Il Papa al Campo profughi di Aida: tragica la costruzione del muro. Per la pace occorre
andare oltre le recriminazioni e rompere il ciclo delle violenze
Esprimo “la mia solidarietà a tutti i Palestinesi senza casa, che bramano di poter
tornare ai luoghi natii, o di vivere permanentemente in una patria propria”. Con queste
parole il Papa ha salutato i profughi del Campo di Aida dove vivono circa 7 mila persone.
Secondo l’Onu i profughi palestinesi sono circa 4 milioni e 600 mila. Nei territori
palestinesi gli sfollati sono un milione e 300 mila. L’incontro si è svolto proprio
a ridosso del muro di separazione eretto da Israele. Nel Campo - Benedetto XVI ha
incontrato - come è stato a Gerusalemme per la famiglia del soldato Shalit prigioniero
di Hamas - due bambine, una cristiana e l’altra musulmana, figlie di genitori detenuti
in Israele. Il Pontefice ha sottolineato la sua solidarietà per la sofferenza della
popolazione palestinese. “È comprensibile – ha detto - che vi sentiate spesso frustrati.

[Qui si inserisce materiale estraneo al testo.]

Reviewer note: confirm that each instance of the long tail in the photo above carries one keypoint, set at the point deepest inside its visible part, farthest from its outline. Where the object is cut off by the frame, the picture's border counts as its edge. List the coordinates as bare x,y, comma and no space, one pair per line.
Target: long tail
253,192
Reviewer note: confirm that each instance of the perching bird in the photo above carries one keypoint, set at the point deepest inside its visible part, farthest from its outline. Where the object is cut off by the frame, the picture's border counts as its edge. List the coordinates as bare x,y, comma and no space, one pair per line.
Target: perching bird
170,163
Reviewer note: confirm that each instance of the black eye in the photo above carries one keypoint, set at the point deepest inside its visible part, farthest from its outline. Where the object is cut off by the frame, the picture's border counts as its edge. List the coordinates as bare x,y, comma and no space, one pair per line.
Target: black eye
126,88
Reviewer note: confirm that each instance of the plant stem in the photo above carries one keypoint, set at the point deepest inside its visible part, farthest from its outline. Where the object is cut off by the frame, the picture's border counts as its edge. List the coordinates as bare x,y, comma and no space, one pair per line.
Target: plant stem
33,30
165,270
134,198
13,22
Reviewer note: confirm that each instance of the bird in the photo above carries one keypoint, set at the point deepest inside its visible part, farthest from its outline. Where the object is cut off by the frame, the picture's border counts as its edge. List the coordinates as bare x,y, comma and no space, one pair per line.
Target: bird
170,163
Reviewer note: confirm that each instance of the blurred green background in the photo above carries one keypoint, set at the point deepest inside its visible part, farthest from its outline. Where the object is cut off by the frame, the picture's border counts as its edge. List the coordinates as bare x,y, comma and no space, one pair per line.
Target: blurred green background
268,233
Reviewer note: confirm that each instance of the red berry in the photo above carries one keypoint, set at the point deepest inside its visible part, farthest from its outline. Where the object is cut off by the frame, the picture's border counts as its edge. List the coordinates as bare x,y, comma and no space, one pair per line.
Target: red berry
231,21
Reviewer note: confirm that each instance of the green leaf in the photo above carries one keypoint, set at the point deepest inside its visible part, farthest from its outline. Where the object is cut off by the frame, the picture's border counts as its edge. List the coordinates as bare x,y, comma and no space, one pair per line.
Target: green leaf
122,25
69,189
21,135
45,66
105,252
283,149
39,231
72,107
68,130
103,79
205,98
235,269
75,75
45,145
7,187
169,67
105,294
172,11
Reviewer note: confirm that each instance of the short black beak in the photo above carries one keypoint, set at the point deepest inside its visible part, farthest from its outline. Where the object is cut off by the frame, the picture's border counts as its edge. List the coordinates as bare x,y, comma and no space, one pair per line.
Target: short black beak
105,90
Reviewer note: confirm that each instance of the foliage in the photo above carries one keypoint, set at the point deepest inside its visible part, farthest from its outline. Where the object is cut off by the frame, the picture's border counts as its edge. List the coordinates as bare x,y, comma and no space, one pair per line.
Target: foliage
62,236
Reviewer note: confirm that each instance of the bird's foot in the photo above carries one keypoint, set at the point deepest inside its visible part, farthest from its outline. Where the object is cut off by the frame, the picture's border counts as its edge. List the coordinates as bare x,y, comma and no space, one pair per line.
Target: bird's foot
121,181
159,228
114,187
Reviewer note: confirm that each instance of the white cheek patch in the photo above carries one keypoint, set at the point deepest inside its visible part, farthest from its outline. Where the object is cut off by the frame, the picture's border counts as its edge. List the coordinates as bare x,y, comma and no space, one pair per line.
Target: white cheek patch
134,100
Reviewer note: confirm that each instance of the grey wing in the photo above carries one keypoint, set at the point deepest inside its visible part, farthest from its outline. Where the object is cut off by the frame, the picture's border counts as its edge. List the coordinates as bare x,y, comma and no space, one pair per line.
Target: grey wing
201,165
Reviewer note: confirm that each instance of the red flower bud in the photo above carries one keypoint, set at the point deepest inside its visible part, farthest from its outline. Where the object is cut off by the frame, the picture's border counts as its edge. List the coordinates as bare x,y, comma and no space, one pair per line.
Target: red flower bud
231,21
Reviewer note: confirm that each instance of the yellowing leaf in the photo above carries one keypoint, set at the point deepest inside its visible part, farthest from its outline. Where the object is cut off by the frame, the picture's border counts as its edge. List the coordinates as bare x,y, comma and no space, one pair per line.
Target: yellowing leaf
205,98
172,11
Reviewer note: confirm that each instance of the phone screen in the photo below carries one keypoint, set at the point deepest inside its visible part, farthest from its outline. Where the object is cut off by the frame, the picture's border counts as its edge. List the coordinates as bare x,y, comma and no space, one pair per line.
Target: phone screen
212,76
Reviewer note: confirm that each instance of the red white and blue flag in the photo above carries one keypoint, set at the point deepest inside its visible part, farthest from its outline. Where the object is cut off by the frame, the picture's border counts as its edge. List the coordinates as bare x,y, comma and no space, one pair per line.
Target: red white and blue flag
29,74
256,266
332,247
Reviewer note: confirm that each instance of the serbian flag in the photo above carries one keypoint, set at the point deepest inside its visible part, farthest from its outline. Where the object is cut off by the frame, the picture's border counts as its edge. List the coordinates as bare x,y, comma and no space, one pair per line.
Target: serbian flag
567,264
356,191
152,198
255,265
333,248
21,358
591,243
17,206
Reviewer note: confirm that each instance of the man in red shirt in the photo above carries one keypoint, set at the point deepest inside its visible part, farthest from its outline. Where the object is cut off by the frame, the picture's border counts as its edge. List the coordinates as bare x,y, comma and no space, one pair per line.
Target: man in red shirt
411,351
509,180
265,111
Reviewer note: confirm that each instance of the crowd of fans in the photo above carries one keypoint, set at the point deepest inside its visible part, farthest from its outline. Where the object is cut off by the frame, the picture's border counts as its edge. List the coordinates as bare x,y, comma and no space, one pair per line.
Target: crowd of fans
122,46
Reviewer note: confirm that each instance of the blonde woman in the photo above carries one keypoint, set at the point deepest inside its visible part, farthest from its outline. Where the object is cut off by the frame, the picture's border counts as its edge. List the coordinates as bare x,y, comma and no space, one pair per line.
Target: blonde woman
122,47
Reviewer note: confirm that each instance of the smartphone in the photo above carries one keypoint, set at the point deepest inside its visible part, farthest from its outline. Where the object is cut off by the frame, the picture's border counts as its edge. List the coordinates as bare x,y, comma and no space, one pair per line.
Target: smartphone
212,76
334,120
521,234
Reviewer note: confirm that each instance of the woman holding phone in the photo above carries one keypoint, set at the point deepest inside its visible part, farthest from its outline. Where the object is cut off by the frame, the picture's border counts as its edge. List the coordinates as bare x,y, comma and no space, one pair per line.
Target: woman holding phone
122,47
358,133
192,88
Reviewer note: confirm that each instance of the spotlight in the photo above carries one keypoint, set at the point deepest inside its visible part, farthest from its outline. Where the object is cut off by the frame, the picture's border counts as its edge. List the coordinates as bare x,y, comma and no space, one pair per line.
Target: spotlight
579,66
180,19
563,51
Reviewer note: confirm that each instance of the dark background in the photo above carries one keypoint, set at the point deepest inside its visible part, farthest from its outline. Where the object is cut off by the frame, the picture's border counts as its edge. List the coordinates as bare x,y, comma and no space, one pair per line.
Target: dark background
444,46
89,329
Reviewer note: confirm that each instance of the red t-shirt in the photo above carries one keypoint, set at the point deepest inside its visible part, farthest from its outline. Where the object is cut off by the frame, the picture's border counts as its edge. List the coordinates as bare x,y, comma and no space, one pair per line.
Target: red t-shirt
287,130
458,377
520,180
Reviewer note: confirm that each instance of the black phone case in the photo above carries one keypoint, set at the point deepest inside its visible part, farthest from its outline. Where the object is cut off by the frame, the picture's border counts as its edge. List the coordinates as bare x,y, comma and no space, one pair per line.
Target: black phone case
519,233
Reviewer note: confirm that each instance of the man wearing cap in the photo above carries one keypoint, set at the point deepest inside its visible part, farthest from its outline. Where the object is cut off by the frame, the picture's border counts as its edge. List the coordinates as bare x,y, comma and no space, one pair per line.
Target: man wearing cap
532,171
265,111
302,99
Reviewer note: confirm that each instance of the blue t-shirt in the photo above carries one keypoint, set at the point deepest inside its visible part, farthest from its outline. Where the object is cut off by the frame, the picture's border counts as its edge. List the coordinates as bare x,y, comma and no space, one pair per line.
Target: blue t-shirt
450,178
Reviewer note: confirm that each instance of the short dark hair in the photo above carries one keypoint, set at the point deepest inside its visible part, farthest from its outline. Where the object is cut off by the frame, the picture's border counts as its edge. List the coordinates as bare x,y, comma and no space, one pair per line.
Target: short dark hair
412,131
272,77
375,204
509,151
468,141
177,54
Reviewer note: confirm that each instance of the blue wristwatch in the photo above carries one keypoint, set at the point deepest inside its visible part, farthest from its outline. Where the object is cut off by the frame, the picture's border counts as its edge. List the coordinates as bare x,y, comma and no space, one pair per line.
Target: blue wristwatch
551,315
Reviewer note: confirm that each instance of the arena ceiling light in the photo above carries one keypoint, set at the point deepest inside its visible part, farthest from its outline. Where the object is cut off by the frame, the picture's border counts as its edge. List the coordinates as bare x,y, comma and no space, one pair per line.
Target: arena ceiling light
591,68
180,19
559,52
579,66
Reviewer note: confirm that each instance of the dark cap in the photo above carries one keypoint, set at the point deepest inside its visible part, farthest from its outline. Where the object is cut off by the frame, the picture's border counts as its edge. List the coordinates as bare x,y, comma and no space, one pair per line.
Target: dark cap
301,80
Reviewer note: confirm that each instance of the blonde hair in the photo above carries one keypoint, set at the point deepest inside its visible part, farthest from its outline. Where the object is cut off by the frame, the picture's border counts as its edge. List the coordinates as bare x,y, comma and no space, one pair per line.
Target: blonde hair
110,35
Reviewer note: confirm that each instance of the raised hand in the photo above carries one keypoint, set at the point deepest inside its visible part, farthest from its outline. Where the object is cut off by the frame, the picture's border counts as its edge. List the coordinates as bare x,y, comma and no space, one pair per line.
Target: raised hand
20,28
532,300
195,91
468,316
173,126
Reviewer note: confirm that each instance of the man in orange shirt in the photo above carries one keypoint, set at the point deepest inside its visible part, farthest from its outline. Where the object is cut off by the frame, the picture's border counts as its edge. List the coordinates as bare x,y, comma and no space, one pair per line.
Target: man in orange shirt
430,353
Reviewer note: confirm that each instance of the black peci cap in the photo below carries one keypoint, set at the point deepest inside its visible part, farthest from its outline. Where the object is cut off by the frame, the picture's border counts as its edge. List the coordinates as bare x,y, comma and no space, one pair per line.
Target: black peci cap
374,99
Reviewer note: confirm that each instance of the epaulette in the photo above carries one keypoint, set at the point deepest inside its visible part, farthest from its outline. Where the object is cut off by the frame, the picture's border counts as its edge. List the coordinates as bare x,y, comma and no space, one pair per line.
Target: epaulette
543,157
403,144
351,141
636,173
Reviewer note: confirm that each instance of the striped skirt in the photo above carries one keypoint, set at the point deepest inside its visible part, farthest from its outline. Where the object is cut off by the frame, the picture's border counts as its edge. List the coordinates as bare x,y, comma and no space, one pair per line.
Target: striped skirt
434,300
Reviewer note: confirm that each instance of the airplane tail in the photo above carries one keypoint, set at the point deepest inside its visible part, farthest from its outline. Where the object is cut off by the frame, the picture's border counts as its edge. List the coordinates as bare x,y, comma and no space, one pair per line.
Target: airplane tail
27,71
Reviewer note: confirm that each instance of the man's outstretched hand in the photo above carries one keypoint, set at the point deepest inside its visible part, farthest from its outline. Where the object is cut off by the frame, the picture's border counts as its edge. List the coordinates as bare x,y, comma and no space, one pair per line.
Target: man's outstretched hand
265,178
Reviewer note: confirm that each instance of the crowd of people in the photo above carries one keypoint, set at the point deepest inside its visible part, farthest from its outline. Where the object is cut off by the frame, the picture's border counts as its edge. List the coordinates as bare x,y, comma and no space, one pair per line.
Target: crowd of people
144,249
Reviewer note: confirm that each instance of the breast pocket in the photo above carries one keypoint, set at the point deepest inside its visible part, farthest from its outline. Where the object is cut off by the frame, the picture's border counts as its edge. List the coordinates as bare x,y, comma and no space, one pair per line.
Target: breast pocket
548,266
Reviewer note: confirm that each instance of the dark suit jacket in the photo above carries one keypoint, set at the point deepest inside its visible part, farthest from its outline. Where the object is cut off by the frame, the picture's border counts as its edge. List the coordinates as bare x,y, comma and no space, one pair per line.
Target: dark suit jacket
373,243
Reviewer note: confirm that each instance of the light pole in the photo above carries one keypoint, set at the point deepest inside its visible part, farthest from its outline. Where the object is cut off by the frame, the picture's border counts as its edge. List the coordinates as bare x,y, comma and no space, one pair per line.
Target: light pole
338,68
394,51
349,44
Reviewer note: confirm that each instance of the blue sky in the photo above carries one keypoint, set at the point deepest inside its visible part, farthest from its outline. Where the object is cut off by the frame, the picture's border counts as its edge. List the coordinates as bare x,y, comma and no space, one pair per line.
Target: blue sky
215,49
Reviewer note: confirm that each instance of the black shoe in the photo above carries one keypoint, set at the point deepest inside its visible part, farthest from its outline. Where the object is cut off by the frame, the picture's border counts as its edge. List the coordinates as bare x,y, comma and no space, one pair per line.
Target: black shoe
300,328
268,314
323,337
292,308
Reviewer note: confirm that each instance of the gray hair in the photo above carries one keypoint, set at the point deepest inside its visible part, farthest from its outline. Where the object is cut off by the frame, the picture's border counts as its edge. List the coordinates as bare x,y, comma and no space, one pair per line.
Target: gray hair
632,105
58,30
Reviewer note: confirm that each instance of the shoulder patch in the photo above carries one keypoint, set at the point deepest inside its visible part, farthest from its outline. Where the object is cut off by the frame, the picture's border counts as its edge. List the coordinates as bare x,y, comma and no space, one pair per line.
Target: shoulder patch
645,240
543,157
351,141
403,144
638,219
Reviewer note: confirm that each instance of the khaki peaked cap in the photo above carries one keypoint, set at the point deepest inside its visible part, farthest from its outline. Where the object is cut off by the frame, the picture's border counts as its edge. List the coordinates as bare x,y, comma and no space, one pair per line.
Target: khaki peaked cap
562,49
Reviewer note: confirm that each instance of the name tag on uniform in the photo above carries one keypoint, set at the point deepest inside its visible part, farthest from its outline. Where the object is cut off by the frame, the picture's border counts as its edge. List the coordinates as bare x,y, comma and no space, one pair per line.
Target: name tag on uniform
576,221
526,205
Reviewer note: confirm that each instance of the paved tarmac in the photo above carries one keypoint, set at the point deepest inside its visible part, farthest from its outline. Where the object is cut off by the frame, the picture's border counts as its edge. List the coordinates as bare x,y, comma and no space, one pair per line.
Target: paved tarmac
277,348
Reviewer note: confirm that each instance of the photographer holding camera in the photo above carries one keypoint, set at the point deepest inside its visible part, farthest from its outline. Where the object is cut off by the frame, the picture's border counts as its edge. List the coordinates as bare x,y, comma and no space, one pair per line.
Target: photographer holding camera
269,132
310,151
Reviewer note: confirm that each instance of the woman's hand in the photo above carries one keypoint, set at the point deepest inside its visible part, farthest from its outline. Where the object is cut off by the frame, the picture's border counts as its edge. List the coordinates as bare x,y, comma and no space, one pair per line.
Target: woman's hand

Le vostre legittime aspirazioni ad una patria permanente, ad uno Stato Palestinese
indipendente, restano incompiute. E voi, al contrario, vi sentite intrappolati, come
molti in questa regione e nel mondo, in una spirale di violenza, di attacchi e contrattacchi,
di vendette e di distruzioni continue”. Ha quindi rilevato “dura consapevolezza del
punto morto a cui sembrano essere giunti i contatti tra Israeliani e Palestinesi
– il muro. In un mondo in cui le frontiere vengono sempre più aperte – al commercio,
ai viaggi, alla mobilità della gente, agli scambi culturali – è tragico vedere che
vengono tuttora eretti dei muri. Quanto aspiriamo a vedere i frutti del ben più difficile
compito di edificare la pace! Quanto ardentemente preghiamo perché finiscano le ostilità
che hanno causato l’erezione di questo muro!”. Quindi ha aggiunto: “Da entrambe le
parti del muro è necessario grande coraggio per superare la paura e la sfiducia, se
si vuole contrastare il bisogno di vendetta per perdite o ferimenti. Occorre magnanimità
per ricercare la riconciliazione dopo anni di scontri armati. E tuttavia la storia
ci insegna che la pace viene soltanto quando le parti in conflitto sono disposte ad
andare oltre le recriminazioni e a lavorare insieme a fini comuni, prendendo sul serio
gli interessi e le preoccupazioni degli altri e cercando decisamente di costruire
un’atmosfera di fiducia. Deve esserci una determinazione ad intraprendere iniziative
forti e creative per la riconciliazione: se ciascuno insiste su concessioni preliminari
da parte dell’altro, il risultato sarà soltanto lo stallo delle trattative”. Ha ribadito
la necessità di un intervento della comunità internazionale perché “nessuno s’attende
che i popoli Palestinese e Israeliano” arrivino da soli ad una soluzione del conflitto.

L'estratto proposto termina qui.